Nearly sixty years ago he left his home, studying architecture, psychology and religion at Kilgore College, the University of Houston, and Baylor.  He has always enjoyed the outdoors and frequently shoots better than his age on the course, recording another 70 for the record books on the dewy morning of June 6, 2015.  Twenty-three years ago, at age 55 and possessing a 2-handicap, he began golfing competitively, culminating in five club championships and qualifying for and playing twice in the Texas State Amateur as well as the U.S. Senior Amateur.  In October of this year, he will golf in the North Carolina Senior Games (where he took Gold last year), preceded in September by ping-pong (in which he last took Silver).

Still vigorous and vibrant at 78 years of age, Dad lives with his bride of fifty years in the mountains of North Carolina, “Near where they filmed ‘The Last of the Mohicans,’” as the Leaths like to say, seemingly demarcating everything with a movie reference.  The setting is wistfully apropos, because he is very nearly the last. 

Their current home, a modest mountain cottage, is quaint and colorful with a warm and welcoming entry porch that proudly flies the American flag and is buttressed in the rear by two tidy wood decks, each of which is festooned with bright flowers, drippy hanging baskets, lots of seating, a menagerie of red and brown bird feeders, and a couple nifty wasp traps (the old fashioned kind: water-filled mason jars screwed below tiny wood coffins barely bigger than a Rubik’s cube, designed as if by God’s undertaker—with a narrow pitched entrance and no way out).  Dad can frequently be found around back, Shenandoah, John Gary, or The Tenors’ “Angels Calling” blaring from a speaker.

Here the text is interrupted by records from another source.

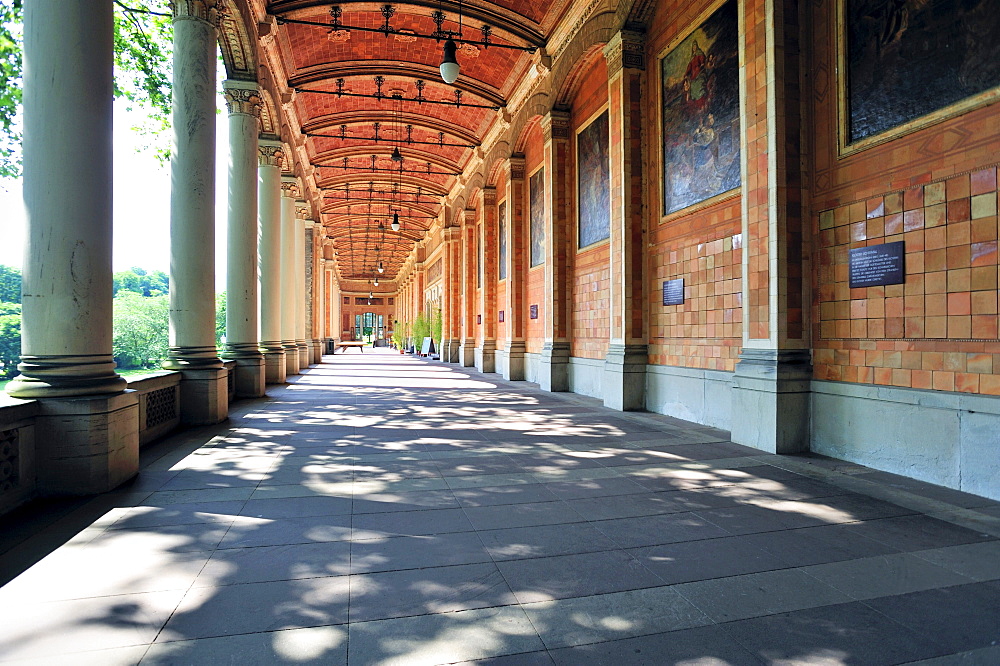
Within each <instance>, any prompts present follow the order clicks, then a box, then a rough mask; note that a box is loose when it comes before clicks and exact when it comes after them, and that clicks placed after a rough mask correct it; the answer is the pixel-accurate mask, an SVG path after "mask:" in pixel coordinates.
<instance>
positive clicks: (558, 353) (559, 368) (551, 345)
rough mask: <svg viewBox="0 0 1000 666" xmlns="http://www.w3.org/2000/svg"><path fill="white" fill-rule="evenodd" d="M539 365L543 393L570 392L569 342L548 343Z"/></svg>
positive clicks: (543, 346) (540, 377)
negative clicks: (549, 392) (569, 383)
mask: <svg viewBox="0 0 1000 666" xmlns="http://www.w3.org/2000/svg"><path fill="white" fill-rule="evenodd" d="M539 365H540V367H539V373H540V375H539V378H538V387H539V388H541V389H542V390H543V391H568V390H569V343H568V342H562V341H560V342H546V343H545V344H544V346H543V347H542V357H541V362H540V364H539Z"/></svg>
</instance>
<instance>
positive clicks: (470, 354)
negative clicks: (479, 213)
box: [458, 208, 476, 368]
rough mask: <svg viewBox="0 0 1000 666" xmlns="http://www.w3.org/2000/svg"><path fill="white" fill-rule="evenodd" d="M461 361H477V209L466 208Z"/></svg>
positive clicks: (471, 364) (462, 362)
mask: <svg viewBox="0 0 1000 666" xmlns="http://www.w3.org/2000/svg"><path fill="white" fill-rule="evenodd" d="M458 356H459V363H461V364H462V367H463V368H471V367H473V366H474V365H475V362H476V211H475V209H473V208H468V209H466V210H465V215H464V220H463V224H462V343H461V345H460V346H459V349H458Z"/></svg>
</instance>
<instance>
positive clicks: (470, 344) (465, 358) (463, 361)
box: [458, 338, 476, 368]
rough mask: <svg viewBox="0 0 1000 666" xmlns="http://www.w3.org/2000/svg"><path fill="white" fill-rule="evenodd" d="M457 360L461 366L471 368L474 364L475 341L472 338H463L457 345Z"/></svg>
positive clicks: (475, 346) (474, 361)
mask: <svg viewBox="0 0 1000 666" xmlns="http://www.w3.org/2000/svg"><path fill="white" fill-rule="evenodd" d="M458 362H459V363H461V364H462V367H463V368H472V367H474V366H475V365H476V341H475V340H473V339H471V338H470V339H467V340H463V341H462V343H461V344H460V345H459V347H458Z"/></svg>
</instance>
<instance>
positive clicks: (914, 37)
mask: <svg viewBox="0 0 1000 666" xmlns="http://www.w3.org/2000/svg"><path fill="white" fill-rule="evenodd" d="M997 10H998V7H997V3H996V0H919V1H917V0H913V1H910V2H903V1H901V0H840V6H839V14H838V31H837V32H838V52H839V59H840V71H841V72H845V73H846V75H845V76H842V77H841V80H840V90H839V92H840V148H841V152H842V153H851V152H855V151H857V150H861V149H864V148H867V147H868V146H871V145H874V144H877V143H881V142H883V141H886V140H888V139H891V138H894V137H896V136H899V135H901V134H904V133H908V132H912V131H914V130H916V129H919V128H921V127H926V126H927V125H931V124H933V123H936V122H939V121H941V120H944V119H946V118H950V117H953V116H956V115H958V114H960V113H964V112H966V111H969V110H971V109H973V108H976V107H979V106H983V105H985V104H989V103H991V102H995V101H997V100H998V99H1000V39H998V36H1000V11H997Z"/></svg>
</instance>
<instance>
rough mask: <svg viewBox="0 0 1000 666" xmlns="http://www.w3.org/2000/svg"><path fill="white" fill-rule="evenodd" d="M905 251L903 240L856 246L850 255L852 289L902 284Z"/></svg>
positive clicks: (905, 273)
mask: <svg viewBox="0 0 1000 666" xmlns="http://www.w3.org/2000/svg"><path fill="white" fill-rule="evenodd" d="M905 253H906V250H905V247H904V242H903V241H896V242H895V243H884V244H882V245H871V246H869V247H858V248H854V249H853V250H851V252H850V255H849V257H848V264H849V269H848V270H849V273H850V282H851V289H855V288H857V287H878V286H882V285H886V284H902V283H903V282H905V281H906V272H905V271H904V267H903V257H904V255H905Z"/></svg>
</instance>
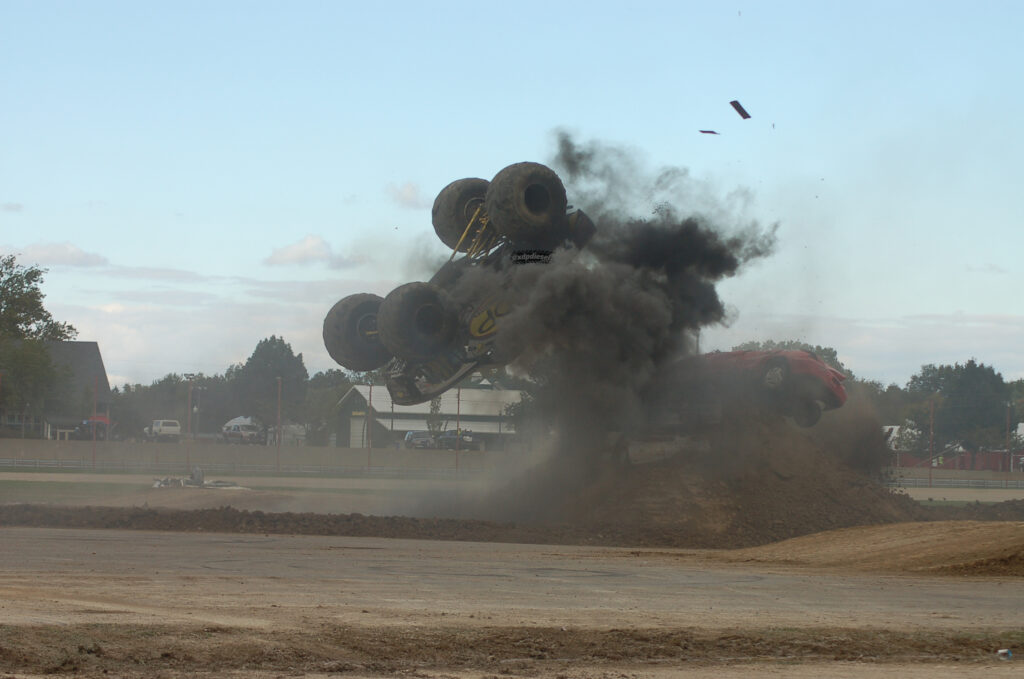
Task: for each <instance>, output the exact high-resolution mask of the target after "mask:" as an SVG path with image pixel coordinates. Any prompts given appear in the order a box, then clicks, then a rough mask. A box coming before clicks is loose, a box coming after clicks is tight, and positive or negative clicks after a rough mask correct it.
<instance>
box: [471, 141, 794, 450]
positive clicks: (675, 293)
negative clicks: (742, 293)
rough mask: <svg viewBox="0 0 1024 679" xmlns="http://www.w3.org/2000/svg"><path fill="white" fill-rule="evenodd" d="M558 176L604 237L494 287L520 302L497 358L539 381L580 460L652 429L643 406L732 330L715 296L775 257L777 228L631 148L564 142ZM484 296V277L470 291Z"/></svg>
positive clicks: (502, 328)
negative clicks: (689, 357) (713, 344)
mask: <svg viewBox="0 0 1024 679" xmlns="http://www.w3.org/2000/svg"><path fill="white" fill-rule="evenodd" d="M550 164H551V166H552V167H553V169H555V170H556V171H557V172H558V173H559V175H560V176H561V177H562V179H563V181H564V182H565V184H566V189H567V194H568V196H569V200H570V203H572V204H573V205H574V207H577V208H580V209H583V210H584V211H585V212H587V214H588V215H590V216H591V217H592V218H593V219H594V221H595V223H596V225H597V235H596V236H595V237H594V239H593V241H592V242H591V243H590V244H589V245H588V246H587V247H586V248H585V249H584V250H583V251H573V250H567V251H561V250H560V251H556V252H555V254H554V255H553V257H552V259H551V261H550V262H549V263H548V264H543V265H542V264H526V265H519V266H513V267H512V268H511V270H510V271H506V272H505V274H504V277H503V278H502V279H501V280H500V281H498V280H496V281H493V282H490V285H495V286H502V287H503V289H504V290H505V291H506V294H509V295H510V296H511V298H512V299H513V300H514V306H513V310H512V312H511V313H510V314H509V315H507V316H506V317H505V319H503V321H502V325H501V332H500V333H499V337H498V340H497V348H498V351H499V353H500V354H503V355H508V356H516V357H515V358H514V360H513V362H512V363H511V365H510V369H511V370H512V371H513V372H517V373H519V374H525V375H528V376H529V377H530V378H531V379H532V380H535V381H536V383H537V389H536V390H535V391H536V398H537V400H536V404H537V406H538V411H540V412H542V413H544V415H545V417H546V418H548V419H549V421H550V423H551V424H553V425H554V426H556V427H557V428H558V429H559V430H561V431H562V432H563V434H567V435H570V436H571V437H572V439H573V440H574V441H575V442H578V443H580V445H579V447H575V448H593V447H598V448H600V444H601V439H602V438H601V437H602V436H603V435H604V434H605V433H606V432H607V431H612V430H616V431H624V430H629V429H634V428H636V427H637V426H642V424H641V423H642V422H643V414H644V412H645V404H644V402H643V394H644V393H647V392H649V391H650V389H649V387H650V386H651V384H652V383H653V382H654V381H656V380H657V379H658V378H659V377H662V376H663V375H664V374H665V372H666V368H667V367H668V366H669V365H670V364H671V363H672V362H673V360H674V359H676V358H678V357H681V356H683V355H686V354H687V353H692V352H693V349H694V347H693V346H692V343H693V342H692V338H693V336H694V334H695V331H697V330H698V329H699V328H701V327H703V326H708V325H711V324H716V323H721V322H723V321H724V320H725V307H724V305H723V303H722V300H721V299H720V298H719V296H718V293H717V291H716V288H715V286H716V284H717V283H718V282H720V281H722V280H723V279H726V278H729V277H732V275H735V274H736V273H737V272H739V271H740V270H741V268H742V266H743V265H744V264H746V263H748V262H750V261H751V260H754V259H757V258H760V257H764V256H767V255H769V254H770V253H771V251H772V248H773V246H774V242H775V226H774V225H772V226H769V227H767V228H764V227H762V226H761V225H759V224H758V223H757V222H756V221H753V220H746V221H744V220H743V218H742V212H743V211H744V210H745V208H746V204H748V203H749V196H746V195H745V194H744V193H743V192H738V193H734V194H733V195H732V196H733V199H732V202H733V203H735V205H731V204H729V203H730V199H725V200H724V201H723V200H718V199H716V198H715V196H714V195H713V193H712V192H711V188H710V187H709V186H707V185H706V184H702V183H701V182H699V181H696V180H693V179H692V178H691V177H690V175H689V172H688V171H687V170H685V169H683V168H667V169H664V170H662V171H659V172H656V173H649V172H646V171H645V170H644V168H643V166H642V163H640V161H639V160H638V157H637V155H636V154H634V153H631V152H629V151H628V150H625V148H621V147H615V146H610V145H607V144H602V143H599V142H591V143H588V144H580V143H578V142H577V141H575V140H574V139H572V138H571V137H570V136H569V135H568V134H566V133H560V134H559V135H558V137H557V154H556V156H555V158H554V159H553V160H552V161H551V162H550ZM486 274H488V273H486V272H481V275H486ZM489 274H492V275H494V274H493V273H489ZM481 285H487V284H486V282H482V281H481V280H480V279H479V278H478V277H476V275H473V277H466V279H465V280H464V281H463V282H462V283H461V285H460V287H463V286H468V287H469V288H471V289H472V290H473V291H476V292H478V291H479V286H481Z"/></svg>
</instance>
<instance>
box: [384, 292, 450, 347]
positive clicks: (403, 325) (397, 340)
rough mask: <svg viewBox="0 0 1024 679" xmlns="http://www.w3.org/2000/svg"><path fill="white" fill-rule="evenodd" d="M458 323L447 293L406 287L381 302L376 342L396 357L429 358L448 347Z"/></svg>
mask: <svg viewBox="0 0 1024 679" xmlns="http://www.w3.org/2000/svg"><path fill="white" fill-rule="evenodd" d="M458 322H459V319H458V314H457V313H456V311H455V309H454V307H453V305H452V302H451V300H450V299H449V296H447V293H445V292H444V291H443V290H441V289H439V288H437V287H436V286H432V285H430V284H429V283H407V284H406V285H403V286H398V287H397V288H395V289H394V290H392V291H391V292H390V293H389V294H388V296H387V297H385V298H384V301H383V302H381V305H380V312H379V313H378V314H377V323H378V327H379V329H380V341H381V342H382V343H383V344H384V346H385V347H387V349H388V350H389V351H390V352H391V353H393V354H394V355H396V356H399V357H401V358H407V359H411V360H423V359H426V358H431V357H433V356H435V355H437V354H438V353H439V352H441V351H443V350H444V349H445V348H447V347H449V346H451V345H452V342H453V340H454V339H455V334H456V330H457V324H458Z"/></svg>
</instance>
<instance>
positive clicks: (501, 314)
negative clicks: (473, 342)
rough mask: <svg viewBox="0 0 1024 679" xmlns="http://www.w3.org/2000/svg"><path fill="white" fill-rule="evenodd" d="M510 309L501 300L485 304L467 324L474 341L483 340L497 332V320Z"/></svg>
mask: <svg viewBox="0 0 1024 679" xmlns="http://www.w3.org/2000/svg"><path fill="white" fill-rule="evenodd" d="M511 310H512V307H511V306H509V304H508V302H504V301H501V300H498V301H495V302H492V303H488V304H486V305H485V306H484V307H483V308H481V309H480V310H479V311H478V312H477V313H476V314H475V315H474V316H473V317H472V319H471V320H470V322H469V334H470V336H471V337H475V338H476V339H483V338H485V337H489V336H492V335H494V334H495V333H496V332H497V331H498V320H499V319H501V317H502V316H503V315H506V314H507V313H508V312H509V311H511Z"/></svg>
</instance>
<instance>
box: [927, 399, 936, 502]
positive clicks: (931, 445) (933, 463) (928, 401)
mask: <svg viewBox="0 0 1024 679" xmlns="http://www.w3.org/2000/svg"><path fill="white" fill-rule="evenodd" d="M934 467H935V401H934V400H930V401H928V487H932V469H933V468H934Z"/></svg>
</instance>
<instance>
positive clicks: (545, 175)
mask: <svg viewBox="0 0 1024 679" xmlns="http://www.w3.org/2000/svg"><path fill="white" fill-rule="evenodd" d="M566 204H567V200H566V198H565V186H564V185H563V184H562V180H561V179H559V178H558V175H557V174H555V172H554V170H552V169H551V168H549V167H547V166H545V165H541V164H540V163H516V164H515V165H509V166H508V167H507V168H505V169H504V170H502V171H501V172H499V173H498V174H496V175H495V178H494V179H492V180H490V185H489V186H488V187H487V196H486V201H485V203H484V205H485V207H486V210H487V216H488V217H489V219H490V223H492V224H494V225H495V228H496V229H497V231H498V232H499V234H500V235H501V236H504V237H506V238H508V239H509V240H510V241H512V242H513V243H518V244H522V245H525V246H527V247H529V246H534V247H542V248H543V247H551V246H553V245H555V244H556V243H557V241H558V236H557V235H559V234H560V232H562V231H564V230H565V206H566Z"/></svg>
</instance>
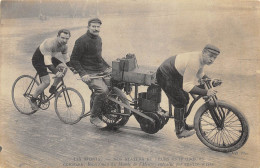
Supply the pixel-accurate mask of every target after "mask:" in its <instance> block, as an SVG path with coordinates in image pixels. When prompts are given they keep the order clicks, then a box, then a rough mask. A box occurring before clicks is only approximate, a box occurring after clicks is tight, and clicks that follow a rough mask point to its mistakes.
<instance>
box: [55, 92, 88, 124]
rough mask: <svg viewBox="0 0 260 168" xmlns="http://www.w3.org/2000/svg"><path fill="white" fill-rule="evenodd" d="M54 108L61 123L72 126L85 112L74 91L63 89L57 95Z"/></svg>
mask: <svg viewBox="0 0 260 168" xmlns="http://www.w3.org/2000/svg"><path fill="white" fill-rule="evenodd" d="M60 95H61V96H60ZM54 108H55V112H56V114H57V116H58V117H59V119H60V120H61V121H62V122H64V123H65V124H71V125H72V124H76V123H77V122H79V121H80V120H81V116H82V115H83V114H84V112H85V102H84V99H83V97H82V96H81V94H80V93H79V92H78V91H77V90H76V89H74V88H65V89H61V90H60V91H59V92H58V93H57V95H56V97H55V101H54Z"/></svg>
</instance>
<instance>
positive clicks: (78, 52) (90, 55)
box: [70, 18, 111, 128]
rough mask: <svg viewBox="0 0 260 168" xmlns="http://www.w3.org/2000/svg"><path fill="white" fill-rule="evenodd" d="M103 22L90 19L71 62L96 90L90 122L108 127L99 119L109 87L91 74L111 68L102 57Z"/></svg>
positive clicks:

He remains my finest example of manhood, fatherhood, marriage.  He loves the Lord and knows His promises, treasures Mom, and treats his children tenderly, always preferring to be the sermon than to give one. 

I accepted long ago that his example was far more than I could ever hope to replicate in my own life; his knowledge too vast, his skills too great, his bridge too far, his watermark too high.  I agree very much with the notion that one’s reach should exceed his grasp, so I strive valiantly for the knight of my childhood but mostly just count myself fortunate to have accompanied one portion of a life so extraordinary, to bear this scar on my forehead, and to possess hands that are similar to and had the great fortune of being held by his.